47- O vakit onlar ateş içinde çekişir dururlar. Horlanan takım, böbürlenen takıma şöyle der: "biz sizin uydularınız olmuştuk. Şimdi şu ateşin bir kısmını olsun, bizden uzak tutabilir misiniz?
48- Böbürlenen takım şöyle konuşur: "Gerçek şu ki, hepimiz ateşin içindeyiz. Allah, kulları arasında hüküm vermiştir."
49- Ateştekiler cehennem bekçilerine şöyle der: "Rabbinize yakarın da azabı bizden bir gün olsun hafifletsin."
50- Bekçiler derler ki: "Rasülleriniz size açık-seçik mesajlar getirmezler miydi?" derler ki: "Elbette getirirlerdi." Bekçiler: " O halde yalvarın durun; inkarcıların yakarışları çıkmazda kalıp gitmiştir." Diye cevap verirler.

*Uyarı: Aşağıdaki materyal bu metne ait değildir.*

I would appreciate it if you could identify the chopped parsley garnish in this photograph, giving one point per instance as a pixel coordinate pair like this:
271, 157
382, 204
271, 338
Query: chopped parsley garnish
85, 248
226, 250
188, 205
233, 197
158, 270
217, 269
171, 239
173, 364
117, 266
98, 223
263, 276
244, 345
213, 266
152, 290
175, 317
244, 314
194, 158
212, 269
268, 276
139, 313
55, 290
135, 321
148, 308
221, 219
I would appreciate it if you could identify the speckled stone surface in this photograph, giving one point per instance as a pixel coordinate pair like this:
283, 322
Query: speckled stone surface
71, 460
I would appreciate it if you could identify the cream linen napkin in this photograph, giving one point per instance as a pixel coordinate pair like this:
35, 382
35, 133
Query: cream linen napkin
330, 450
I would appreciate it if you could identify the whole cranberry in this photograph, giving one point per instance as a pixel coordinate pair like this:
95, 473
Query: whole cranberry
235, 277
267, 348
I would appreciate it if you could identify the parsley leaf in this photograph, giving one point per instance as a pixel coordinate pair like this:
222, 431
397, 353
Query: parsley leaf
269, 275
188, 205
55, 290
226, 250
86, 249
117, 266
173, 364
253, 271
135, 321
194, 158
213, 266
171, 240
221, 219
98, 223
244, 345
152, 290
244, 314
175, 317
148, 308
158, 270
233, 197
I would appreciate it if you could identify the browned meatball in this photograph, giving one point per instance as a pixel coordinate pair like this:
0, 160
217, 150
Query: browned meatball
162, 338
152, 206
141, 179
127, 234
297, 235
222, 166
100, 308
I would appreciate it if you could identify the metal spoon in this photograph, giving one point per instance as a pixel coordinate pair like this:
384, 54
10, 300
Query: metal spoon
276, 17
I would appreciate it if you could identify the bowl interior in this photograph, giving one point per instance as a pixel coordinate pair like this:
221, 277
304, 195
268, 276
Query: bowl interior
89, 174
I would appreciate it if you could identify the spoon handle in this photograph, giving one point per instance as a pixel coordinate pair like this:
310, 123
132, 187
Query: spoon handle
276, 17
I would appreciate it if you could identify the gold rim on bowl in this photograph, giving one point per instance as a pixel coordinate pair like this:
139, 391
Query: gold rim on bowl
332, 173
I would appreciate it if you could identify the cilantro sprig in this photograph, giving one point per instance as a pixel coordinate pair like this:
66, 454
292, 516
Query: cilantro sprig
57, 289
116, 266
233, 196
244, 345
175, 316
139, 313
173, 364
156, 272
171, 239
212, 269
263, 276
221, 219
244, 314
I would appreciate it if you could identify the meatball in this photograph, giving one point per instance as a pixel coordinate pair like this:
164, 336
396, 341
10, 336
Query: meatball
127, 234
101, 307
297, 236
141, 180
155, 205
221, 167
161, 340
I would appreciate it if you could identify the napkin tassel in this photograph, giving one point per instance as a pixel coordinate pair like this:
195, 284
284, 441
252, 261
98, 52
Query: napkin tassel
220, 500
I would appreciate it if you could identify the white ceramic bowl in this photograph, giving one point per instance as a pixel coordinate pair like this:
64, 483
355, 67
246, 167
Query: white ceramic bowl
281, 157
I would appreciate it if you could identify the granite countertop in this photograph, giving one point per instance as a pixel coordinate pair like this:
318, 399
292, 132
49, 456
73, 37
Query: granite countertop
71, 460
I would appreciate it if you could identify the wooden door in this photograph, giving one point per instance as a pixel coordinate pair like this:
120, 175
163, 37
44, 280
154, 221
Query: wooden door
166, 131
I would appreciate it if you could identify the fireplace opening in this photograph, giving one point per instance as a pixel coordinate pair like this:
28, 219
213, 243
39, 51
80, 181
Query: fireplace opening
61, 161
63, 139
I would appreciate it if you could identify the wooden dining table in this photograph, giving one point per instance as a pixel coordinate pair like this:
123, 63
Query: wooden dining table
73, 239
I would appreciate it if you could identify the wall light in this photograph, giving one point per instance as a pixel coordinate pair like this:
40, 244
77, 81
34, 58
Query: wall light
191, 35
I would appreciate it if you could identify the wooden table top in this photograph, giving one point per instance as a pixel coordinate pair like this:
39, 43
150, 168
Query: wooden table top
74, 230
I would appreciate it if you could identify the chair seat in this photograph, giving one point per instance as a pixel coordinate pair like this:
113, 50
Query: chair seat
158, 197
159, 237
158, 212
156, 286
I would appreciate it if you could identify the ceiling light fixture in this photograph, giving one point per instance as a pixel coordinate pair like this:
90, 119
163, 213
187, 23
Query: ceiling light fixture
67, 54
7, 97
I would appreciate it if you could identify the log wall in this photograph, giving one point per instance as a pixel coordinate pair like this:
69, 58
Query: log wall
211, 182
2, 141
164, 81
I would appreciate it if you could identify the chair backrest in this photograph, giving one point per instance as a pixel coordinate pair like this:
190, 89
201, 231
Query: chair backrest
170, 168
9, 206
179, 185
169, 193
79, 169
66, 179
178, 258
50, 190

51- Şu bir gerçek ki, biz rasüllerimize ve iman edenlere, hem dünya hayatında hem de tanıkların ayağa kalkacakları gün mutlaka yardım edeceğiz.
52- O gün ileri sürdükleri özürler, zalimlere yarar sağlamayacaktır. Lanet var onlar için ve yurtların en kötüsü onların."
Bu pasajda "ateşe çağırmak", "ateşten korumak" ifadelerini gördük. Nedir bu âteşe çağırmak? Ateşe nasıl çağrılır? İşte bu hususlar üzerinde biraz düşünelim önce. Firavun ve avanesi insanları âteşe nasıl çağırırlar? Haydin cehenneme, Haydin cehenneme! Haydin ateşe! Haydin ateşe! diye anons ederek mi? Yoksa cehenneme girmeye neden olacaktir.